Yeah, but I don't think that the lack of commercial success of Che had anything to do with the fact that it was bad (I rather enjoyed it). Personally, I think there was kind of a mini backlash against the imagery of Che Guevara in the popular media at the time that could be chalked up to ethnocentrism in the mainstream media. What I mean is The Motorcycle Diaries (Salles, 2004) didn't get as much grief from the critics because Walter Salles is Brazilian and tarring someone who isn't American as anti-American isn't nearly as much fun for them as it is when you do it to somebody like Soderbergh.

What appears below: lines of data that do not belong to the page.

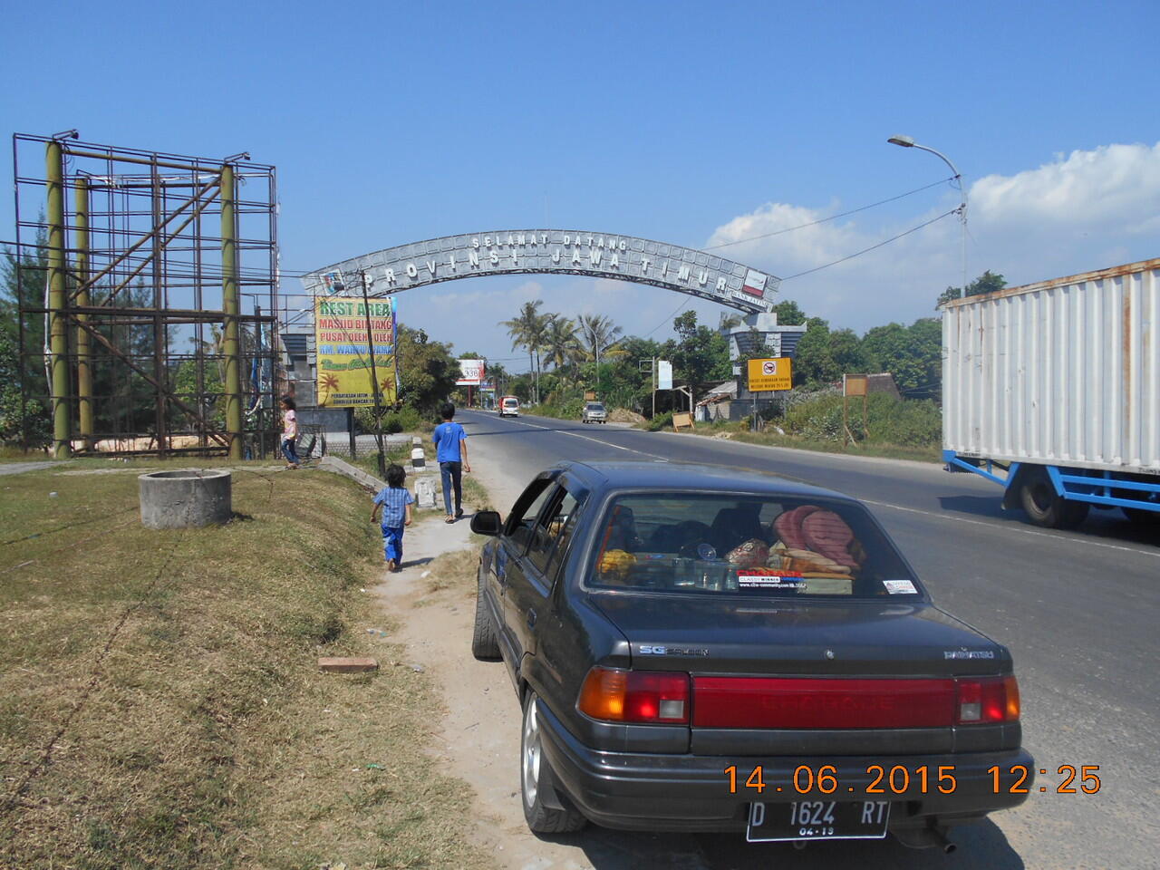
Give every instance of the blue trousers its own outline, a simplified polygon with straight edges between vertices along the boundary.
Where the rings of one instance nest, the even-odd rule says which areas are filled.
[[[287,458],[287,462],[292,462],[295,465],[298,464],[298,451],[293,448],[293,438],[282,440],[282,455]]]
[[[383,527],[383,558],[394,559],[396,565],[403,564],[403,527]]]
[[[463,510],[463,463],[441,462],[438,464],[438,476],[443,484],[443,507],[447,508],[448,516],[451,516],[451,490],[455,490],[455,515]]]

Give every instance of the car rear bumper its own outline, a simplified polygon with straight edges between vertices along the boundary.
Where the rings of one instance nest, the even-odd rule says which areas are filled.
[[[864,757],[618,753],[581,744],[543,702],[539,703],[539,725],[544,754],[556,784],[592,821],[625,831],[745,831],[749,805],[754,802],[769,805],[821,799],[889,800],[892,832],[934,824],[950,826],[1022,804],[1035,778],[1035,761],[1024,749]],[[734,793],[730,793],[726,773],[731,764],[735,766]],[[878,783],[883,793],[867,791],[878,775],[873,766],[884,769],[885,776]],[[1017,766],[1027,769],[1020,788],[1028,792],[1010,792],[1018,773],[1012,775],[1009,771]],[[759,767],[764,783],[761,791],[745,784]],[[824,773],[834,777],[833,783],[828,780],[824,783],[832,789],[828,793],[818,786],[822,767],[826,767]],[[905,768],[907,783],[904,784],[902,774],[897,773],[894,786],[890,784],[890,771],[894,767]],[[920,778],[922,767],[927,769],[925,791]],[[993,767],[1000,770],[998,791],[994,773],[989,770]],[[798,768],[805,768],[798,774],[800,791],[793,780]],[[940,773],[954,777],[954,785],[947,778],[941,783],[948,793],[938,790]],[[812,788],[807,786],[807,776]]]

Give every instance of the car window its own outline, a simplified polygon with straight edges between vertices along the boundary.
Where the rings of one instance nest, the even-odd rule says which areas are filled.
[[[544,502],[548,501],[553,488],[550,478],[532,480],[523,494],[516,499],[512,515],[503,525],[503,534],[516,544],[516,549],[522,550],[531,539],[531,529],[536,523],[536,517],[539,516],[539,510],[544,507]]]
[[[528,559],[549,579],[554,577],[572,536],[578,502],[572,493],[564,491],[563,496],[550,505],[536,523],[528,546]]]
[[[683,594],[915,596],[860,505],[698,493],[624,495],[601,522],[588,582]]]

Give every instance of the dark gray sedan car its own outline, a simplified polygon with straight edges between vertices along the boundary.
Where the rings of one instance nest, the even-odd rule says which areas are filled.
[[[935,607],[853,499],[566,463],[472,529],[494,536],[472,652],[523,705],[532,831],[950,850],[1031,789],[1009,652]]]

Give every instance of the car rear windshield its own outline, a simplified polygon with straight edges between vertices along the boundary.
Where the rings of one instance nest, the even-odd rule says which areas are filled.
[[[858,505],[650,493],[612,500],[588,585],[684,594],[914,597],[921,587]]]

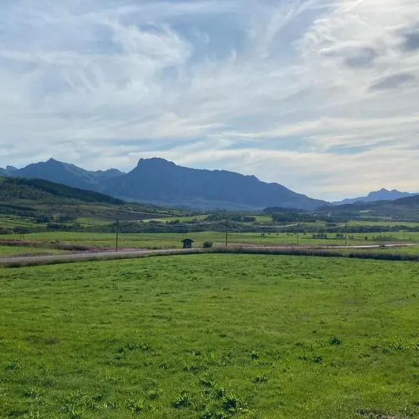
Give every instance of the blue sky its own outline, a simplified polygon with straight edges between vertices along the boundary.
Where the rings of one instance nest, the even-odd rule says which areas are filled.
[[[419,191],[417,0],[0,0],[0,162]]]

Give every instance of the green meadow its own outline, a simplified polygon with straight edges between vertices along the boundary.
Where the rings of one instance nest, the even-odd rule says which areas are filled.
[[[419,415],[416,263],[185,255],[0,286],[1,418]]]

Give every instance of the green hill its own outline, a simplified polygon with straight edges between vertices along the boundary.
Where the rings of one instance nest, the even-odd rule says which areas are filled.
[[[125,203],[108,195],[72,188],[42,179],[22,177],[0,178],[0,202],[15,200],[36,201],[61,201],[76,200],[84,203],[96,203],[122,205]]]
[[[112,225],[117,219],[131,222],[172,215],[185,213],[41,179],[0,177],[0,233],[80,230]]]

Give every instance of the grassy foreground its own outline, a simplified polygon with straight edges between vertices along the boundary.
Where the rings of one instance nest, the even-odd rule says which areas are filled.
[[[1,270],[0,417],[417,417],[417,270],[256,255]]]

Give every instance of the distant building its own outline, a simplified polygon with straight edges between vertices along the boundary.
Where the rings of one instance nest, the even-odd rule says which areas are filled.
[[[183,244],[184,249],[191,249],[193,244],[193,240],[192,239],[184,239],[181,241],[181,243]]]

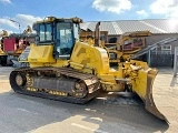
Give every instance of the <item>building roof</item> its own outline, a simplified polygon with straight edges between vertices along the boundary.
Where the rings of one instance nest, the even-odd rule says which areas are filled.
[[[108,34],[123,34],[131,31],[150,31],[151,33],[178,33],[178,20],[151,19],[151,20],[118,20],[100,21],[100,31],[108,31]],[[83,22],[82,30],[95,31],[97,22]]]

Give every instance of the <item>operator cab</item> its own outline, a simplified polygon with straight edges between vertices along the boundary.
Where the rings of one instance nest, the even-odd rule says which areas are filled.
[[[37,31],[37,45],[53,44],[53,57],[56,59],[70,59],[76,39],[79,39],[79,23],[81,19],[57,19],[48,17],[41,22],[33,24]]]

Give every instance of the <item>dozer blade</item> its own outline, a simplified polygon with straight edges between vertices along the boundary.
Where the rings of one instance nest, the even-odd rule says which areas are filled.
[[[138,78],[135,79],[135,82],[132,83],[132,91],[142,99],[147,111],[168,122],[168,120],[158,111],[152,96],[152,86],[157,73],[158,70],[156,69],[139,70]]]

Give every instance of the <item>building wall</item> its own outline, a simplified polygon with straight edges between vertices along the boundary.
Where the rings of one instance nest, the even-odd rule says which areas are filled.
[[[147,37],[146,38],[147,45],[151,45],[167,38],[178,38],[178,33],[177,34],[154,34],[151,37]],[[151,66],[172,66],[174,65],[175,47],[178,47],[178,41],[171,42],[168,45],[171,45],[170,50],[165,50],[164,48],[159,47],[156,49],[156,51],[151,52],[151,55],[150,55]]]

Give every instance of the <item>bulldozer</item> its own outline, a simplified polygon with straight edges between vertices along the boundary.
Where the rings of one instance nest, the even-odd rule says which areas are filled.
[[[33,23],[36,43],[30,44],[29,66],[14,69],[9,76],[17,93],[83,104],[102,92],[129,90],[144,101],[146,110],[161,120],[152,99],[158,70],[146,62],[129,60],[110,66],[107,49],[100,47],[99,25],[95,38],[81,42],[80,18],[47,17]]]

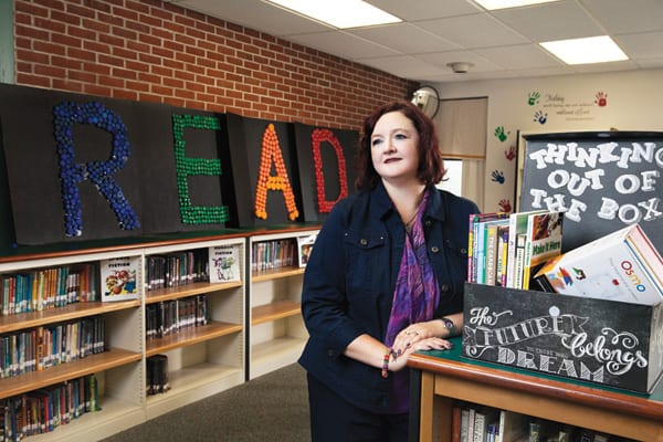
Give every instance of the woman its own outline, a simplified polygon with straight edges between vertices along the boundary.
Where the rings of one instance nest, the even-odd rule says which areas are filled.
[[[358,192],[339,201],[306,265],[302,312],[314,442],[407,441],[412,351],[463,326],[473,202],[444,176],[433,123],[410,103],[364,123]]]

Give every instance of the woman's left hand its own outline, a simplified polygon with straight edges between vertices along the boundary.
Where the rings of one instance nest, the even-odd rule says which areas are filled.
[[[446,339],[438,337],[439,322],[430,320],[424,323],[410,324],[403,328],[393,341],[392,349],[397,357],[409,355],[419,350],[446,350],[452,347]]]

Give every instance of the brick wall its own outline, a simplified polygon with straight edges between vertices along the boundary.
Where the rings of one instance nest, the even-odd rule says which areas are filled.
[[[20,85],[349,129],[417,86],[162,1],[14,4]]]

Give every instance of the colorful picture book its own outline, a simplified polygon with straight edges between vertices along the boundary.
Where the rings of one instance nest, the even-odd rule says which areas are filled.
[[[508,218],[506,212],[473,213],[469,220],[467,235],[467,281],[473,283],[486,283],[486,249],[488,224],[503,223]],[[494,232],[493,232],[494,233]],[[496,236],[493,236],[495,239]],[[493,244],[491,245],[493,246]],[[488,254],[491,255],[491,254]],[[491,255],[491,265],[495,262]],[[494,280],[493,280],[494,281]]]
[[[515,212],[508,217],[508,245],[507,245],[507,269],[506,286],[518,287],[518,281],[514,278],[516,274],[516,252],[518,235],[527,233],[527,218],[530,214],[543,213],[545,210],[530,210],[527,212]]]
[[[241,281],[240,246],[214,245],[209,250],[210,283]]]
[[[470,215],[467,281],[529,288],[534,270],[561,252],[564,213],[548,210]]]
[[[317,234],[298,236],[297,238],[297,252],[299,257],[299,267],[305,267],[308,262],[308,257],[311,256],[311,252],[313,252],[313,244],[315,243],[315,239]]]
[[[140,256],[102,260],[99,263],[102,301],[137,299],[139,270]]]
[[[527,217],[520,288],[529,288],[534,269],[561,253],[562,227],[562,212],[532,213]]]
[[[660,252],[632,224],[548,261],[534,281],[546,292],[655,305],[662,278]]]

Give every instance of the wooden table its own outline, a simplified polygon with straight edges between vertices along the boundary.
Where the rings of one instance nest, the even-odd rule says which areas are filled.
[[[663,442],[663,382],[651,396],[461,358],[461,339],[449,351],[422,351],[412,368],[411,441],[451,441],[454,400],[512,410],[639,441]]]

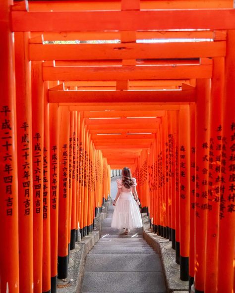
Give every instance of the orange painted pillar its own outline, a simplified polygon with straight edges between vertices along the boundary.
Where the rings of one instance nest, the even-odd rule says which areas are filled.
[[[70,249],[75,248],[76,243],[76,218],[77,216],[77,111],[74,111],[72,159],[72,210],[71,214]]]
[[[169,155],[168,146],[168,111],[165,112],[165,145],[164,149],[165,152],[165,168],[164,172],[165,181],[165,197],[166,197],[166,238],[169,238]]]
[[[43,147],[43,293],[51,292],[51,217],[50,177],[49,104],[47,102],[48,85],[45,84],[44,141]]]
[[[159,214],[160,223],[160,235],[163,237],[164,235],[164,223],[163,223],[163,152],[162,152],[162,126],[160,126],[159,129],[160,140],[159,143]]]
[[[159,127],[157,130],[157,219],[158,219],[158,227],[157,232],[159,235],[161,235],[161,157],[160,157],[160,130]]]
[[[69,158],[68,160],[68,261],[69,261],[69,251],[70,250],[71,223],[72,218],[72,159],[73,151],[73,132],[74,129],[74,111],[69,112]]]
[[[167,137],[167,141],[168,143],[168,169],[167,170],[167,178],[168,180],[168,217],[169,217],[169,233],[168,236],[169,240],[172,240],[172,137],[173,135],[171,132],[171,111],[168,112],[168,120],[167,120],[167,127],[168,127],[168,136]]]
[[[81,118],[82,123],[80,128],[80,185],[79,187],[80,199],[79,202],[81,205],[81,236],[83,237],[84,234],[84,162],[85,162],[85,149],[84,149],[84,138],[85,138],[85,127],[84,120]]]
[[[179,243],[180,279],[188,280],[189,256],[190,120],[189,105],[180,105],[179,112]]]
[[[211,85],[210,135],[207,227],[206,246],[206,277],[205,292],[216,292],[218,273],[218,241],[219,213],[219,193],[224,185],[224,174],[221,173],[224,166],[221,157],[222,141],[222,112],[224,90],[224,58],[213,59],[213,71]]]
[[[80,112],[77,113],[77,175],[76,175],[76,183],[77,183],[77,190],[76,190],[76,241],[78,240],[78,237],[80,237],[80,213],[79,208],[80,206],[79,203],[80,193],[79,193],[79,176],[80,176],[80,156],[79,156],[79,142],[80,142]]]
[[[196,192],[194,287],[204,292],[209,176],[209,80],[197,80],[196,103]]]
[[[32,62],[34,293],[42,292],[44,90],[42,62]]]
[[[87,234],[88,234],[90,233],[90,204],[91,204],[91,198],[90,198],[90,194],[89,191],[89,178],[90,178],[90,148],[91,148],[91,139],[90,139],[91,135],[89,134],[88,131],[87,132],[87,176],[86,176],[86,196],[87,197],[87,225],[86,225],[86,230],[87,230]]]
[[[59,105],[49,103],[50,210],[51,210],[51,285],[52,293],[56,293],[58,249],[59,189]]]
[[[84,214],[83,214],[83,235],[87,235],[87,216],[88,209],[88,193],[87,188],[88,173],[89,172],[88,160],[89,160],[89,142],[88,132],[86,126],[85,126],[85,139],[84,139]]]
[[[178,131],[178,111],[176,112],[176,262],[179,264],[180,258],[180,225],[179,225],[179,150]]]
[[[220,198],[218,293],[233,292],[235,280],[235,30],[228,31],[225,58],[225,98],[223,109],[223,137]],[[222,181],[222,180],[221,180]]]
[[[194,280],[195,264],[195,194],[196,168],[195,155],[195,102],[190,104],[190,209],[189,209],[189,292]]]
[[[59,203],[58,225],[58,278],[68,274],[69,159],[69,111],[59,107]]]
[[[1,292],[19,292],[18,187],[16,156],[15,85],[13,34],[10,32],[9,5],[0,2],[0,223],[5,241],[0,243]],[[2,70],[4,68],[4,70]],[[6,241],[7,240],[7,241]],[[10,251],[10,253],[9,253]]]
[[[15,33],[20,292],[33,292],[31,68],[29,33]],[[25,153],[25,152],[26,152]]]
[[[172,140],[172,247],[176,249],[176,113],[171,113],[171,132]]]

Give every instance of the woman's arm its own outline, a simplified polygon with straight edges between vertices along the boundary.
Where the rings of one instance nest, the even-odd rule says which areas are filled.
[[[116,205],[117,201],[118,200],[118,198],[119,197],[119,195],[121,192],[121,188],[118,189],[118,192],[117,193],[116,197],[115,197],[115,199],[114,200],[114,202],[113,203],[113,205]]]
[[[139,202],[139,198],[138,198],[138,194],[135,186],[132,186],[132,190],[133,193],[134,194],[134,196],[135,197],[135,199],[136,199],[137,203],[138,204],[139,204],[140,203]]]

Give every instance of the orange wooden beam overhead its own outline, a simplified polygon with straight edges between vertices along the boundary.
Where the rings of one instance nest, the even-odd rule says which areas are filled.
[[[120,40],[120,32],[37,32],[32,33],[33,38],[43,35],[44,41],[89,41]],[[151,39],[212,39],[221,41],[226,39],[226,31],[140,31],[136,32],[137,40]]]
[[[193,102],[194,90],[186,91],[49,91],[51,102]]]
[[[142,143],[142,144],[136,143],[135,144],[135,146],[136,147],[136,149],[148,149],[150,147],[150,143]],[[95,145],[95,148],[96,149],[110,149],[111,148],[113,147],[114,148],[117,149],[117,151],[118,151],[119,148],[123,149],[128,149],[128,148],[133,148],[133,143],[131,145],[126,145],[125,144],[122,144],[120,145],[99,145],[99,144],[97,144]]]
[[[44,80],[188,79],[211,78],[212,75],[212,63],[195,65],[176,65],[174,66],[62,66],[44,67],[43,68]]]
[[[160,117],[165,115],[165,111],[133,110],[123,108],[121,111],[85,111],[83,112],[84,118],[112,118],[112,117]]]
[[[32,1],[29,3],[31,11],[42,10],[120,10],[121,1]],[[233,0],[144,0],[140,1],[141,9],[193,9],[233,8]]]
[[[189,83],[189,79],[171,79],[158,80],[129,80],[129,86],[136,87],[140,86],[181,86],[182,83]],[[65,81],[65,87],[116,87],[116,80],[84,80],[84,81]]]
[[[120,160],[118,162],[118,160],[112,160],[110,159],[107,159],[107,163],[110,165],[114,165],[115,164],[123,164],[127,166],[129,165],[133,165],[135,163],[135,160],[134,159],[124,159],[123,160]]]
[[[148,125],[146,125],[146,127],[148,127]],[[156,128],[115,128],[114,129],[100,129],[97,128],[97,129],[89,129],[89,133],[91,134],[96,134],[97,133],[104,134],[104,133],[121,133],[125,134],[126,133],[157,133]]]
[[[235,13],[234,16],[235,19]],[[124,45],[33,44],[29,45],[29,58],[31,60],[62,60],[224,57],[226,45],[224,41]]]
[[[118,133],[114,132],[114,133]],[[131,141],[134,140],[138,142],[139,140],[145,141],[145,140],[154,139],[156,137],[155,134],[114,134],[114,135],[98,135],[92,134],[91,138],[92,141],[95,143],[98,141],[99,142],[103,141],[121,141],[122,140]]]
[[[233,9],[12,11],[11,19],[14,32],[235,28]]]
[[[131,107],[138,110],[141,107],[143,110],[178,110],[179,104],[173,103],[59,103],[60,106],[70,106],[70,111],[122,111]]]
[[[85,119],[85,124],[88,125],[88,128],[92,127],[92,126],[96,126],[99,125],[99,127],[103,125],[105,127],[108,127],[109,125],[113,125],[118,126],[118,127],[121,127],[124,124],[127,124],[129,126],[132,125],[136,125],[137,123],[140,123],[142,126],[148,124],[148,126],[151,125],[151,127],[153,125],[157,125],[157,123],[161,122],[161,118],[141,118],[133,117],[132,118],[121,118],[120,119]]]

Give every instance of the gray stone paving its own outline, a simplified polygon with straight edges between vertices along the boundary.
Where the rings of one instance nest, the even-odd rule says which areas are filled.
[[[117,187],[112,180],[111,196]],[[87,256],[82,293],[165,293],[162,266],[157,254],[142,237],[142,229],[111,228],[114,207],[103,221],[101,239]]]

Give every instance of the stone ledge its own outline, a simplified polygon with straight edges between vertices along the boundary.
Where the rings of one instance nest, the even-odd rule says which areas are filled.
[[[76,243],[75,249],[70,250],[68,277],[64,280],[58,279],[57,293],[80,292],[86,255],[100,239],[102,220],[106,217],[106,213],[99,213],[95,219],[93,231],[83,237],[80,242]]]
[[[166,282],[167,292],[172,293],[188,293],[188,281],[180,279],[179,265],[175,261],[175,250],[172,247],[172,242],[151,232],[148,217],[142,213],[143,232],[143,237],[147,242],[159,254],[163,265],[163,274]]]

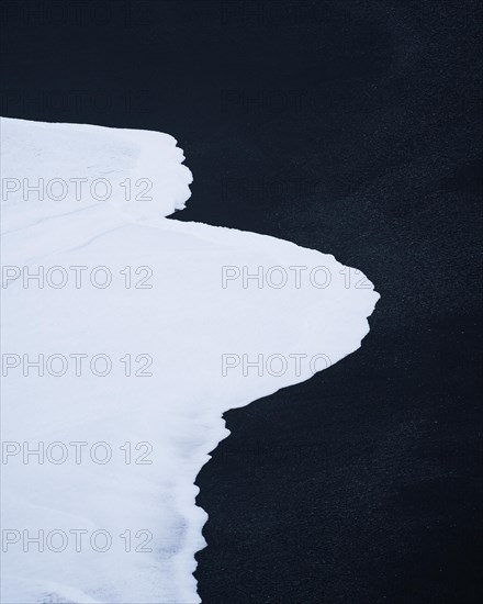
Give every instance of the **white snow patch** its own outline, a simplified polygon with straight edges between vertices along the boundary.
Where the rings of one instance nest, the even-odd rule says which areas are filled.
[[[2,378],[2,441],[10,443],[4,450],[12,454],[2,466],[2,528],[12,541],[2,555],[2,602],[200,602],[192,572],[194,553],[205,546],[206,514],[194,504],[194,480],[228,434],[222,413],[308,379],[308,362],[296,372],[293,355],[325,355],[334,363],[357,350],[379,294],[361,275],[347,287],[348,269],[333,256],[162,217],[183,208],[191,182],[183,154],[167,134],[2,119],[1,147],[2,181],[10,179],[10,190],[14,179],[21,182],[2,195],[2,266],[21,270],[2,289],[2,358],[21,359]],[[23,179],[31,186],[41,178],[85,178],[88,184],[103,178],[115,192],[106,201],[88,194],[78,201],[70,188],[58,201],[52,195],[41,201],[29,191],[24,199]],[[153,181],[153,200],[126,200],[125,190],[114,187],[126,178]],[[44,277],[42,289],[32,280],[24,287],[24,267],[34,272],[40,266],[65,268],[67,284],[56,289]],[[79,288],[72,266],[88,267]],[[89,279],[99,266],[112,275],[104,289]],[[135,275],[141,266],[151,271],[150,289],[134,287],[146,277]],[[225,288],[223,266],[240,271]],[[267,282],[258,288],[254,280],[243,287],[243,267],[250,272],[262,267],[266,277],[276,266],[292,277],[289,267],[307,267],[301,287],[292,277],[283,288]],[[308,280],[319,266],[332,276],[324,289]],[[125,267],[132,267],[131,288]],[[277,282],[276,272],[270,275]],[[50,272],[52,282],[60,277],[61,271]],[[60,357],[44,367],[43,377],[35,368],[24,376],[22,356],[34,360],[40,354],[88,357],[81,376],[74,360],[65,374],[54,376]],[[89,368],[98,354],[112,361],[105,377]],[[262,356],[262,376],[252,368],[244,376],[244,354],[250,360]],[[126,377],[126,361],[120,361],[125,355],[132,356],[132,372],[144,365],[136,356],[149,355],[153,376]],[[272,355],[279,357],[270,372],[266,362]],[[9,362],[15,358],[8,357]],[[223,376],[223,359],[236,363],[237,358],[240,363],[225,367]],[[277,376],[280,359],[289,369]],[[112,451],[106,463],[89,454],[100,441]],[[35,456],[23,462],[25,443],[31,449],[44,444],[44,463]],[[76,446],[80,463],[70,443],[87,443]],[[139,443],[148,445],[135,449]],[[65,450],[65,462],[54,462]],[[102,447],[94,452],[101,458]],[[144,454],[151,463],[135,463]],[[44,551],[26,543],[40,530]],[[104,552],[90,545],[97,530],[112,538]],[[132,551],[126,551],[126,532]],[[64,534],[67,547],[54,551]],[[134,551],[149,537],[150,551]]]

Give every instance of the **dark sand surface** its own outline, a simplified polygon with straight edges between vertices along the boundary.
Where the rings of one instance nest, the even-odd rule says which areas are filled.
[[[226,413],[203,602],[481,601],[480,2],[57,4],[3,3],[3,115],[169,132],[176,219],[334,254],[382,295],[360,350]]]

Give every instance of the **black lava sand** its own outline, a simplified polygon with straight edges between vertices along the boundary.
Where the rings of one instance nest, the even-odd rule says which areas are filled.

Anyway, there was a whole hell of a lot of pressure put on both the distributors and the studio not to finance or release Che which resulted in Soderbergh being forced to distribute the damned thing himself. He probably couldn't afford the kind of distribution he would of liked, so he wound up doing this kind of "roadshow" distribution. From what I understand, the thing played to packed houses nearly everywhere it went (I was privy to one as I saw it at the Embarcadero Cinema in San Francisco) but it just wasn't widely distributed enough to be commercially successful. Personally, I'd really like to see the rental and Netflix streaming numbers on that film. I think they might tell a different story than the box office receipts.
NGNM85
30th July 2010, 06:26
Here's the Thor trailer from ComicCon; http://www.abandomoviez.net/noticia.php?film=8188
It looks fucking AWESOME! With Kenneth Branagh directing, and Anthony Hopkins and Natalie Portman in the cast I think this movie is going to be AWESOME.
ComradeOm
30th July 2010, 11:25
Here's the Thor trailer from ComicCon; http://www.abandomoviez.net/noticia.php?film=8188
It looks fucking AWESOME! With Kenneth Branagh directing, and Anthony Hopkins and Natalie Portman in the cast I think this movie is going to be AWESOME.Horray, another superhero film. Given that I've already seen the best bits (thanks for the link) I'm unlikely to watch this. Maybe to see Idris Elba
(I'm guessing that the bad guy is the one dressed in black and sneering?)
praxis1966
30th July 2010, 16:40
That was my reaction as well. You know, as long as they're going to keep making superhero movies, you'd think they could at least pick a decent superhero. I'm personally still waiting for them to base a film (or films) on the Grendel series. That, my friends, would be awesome.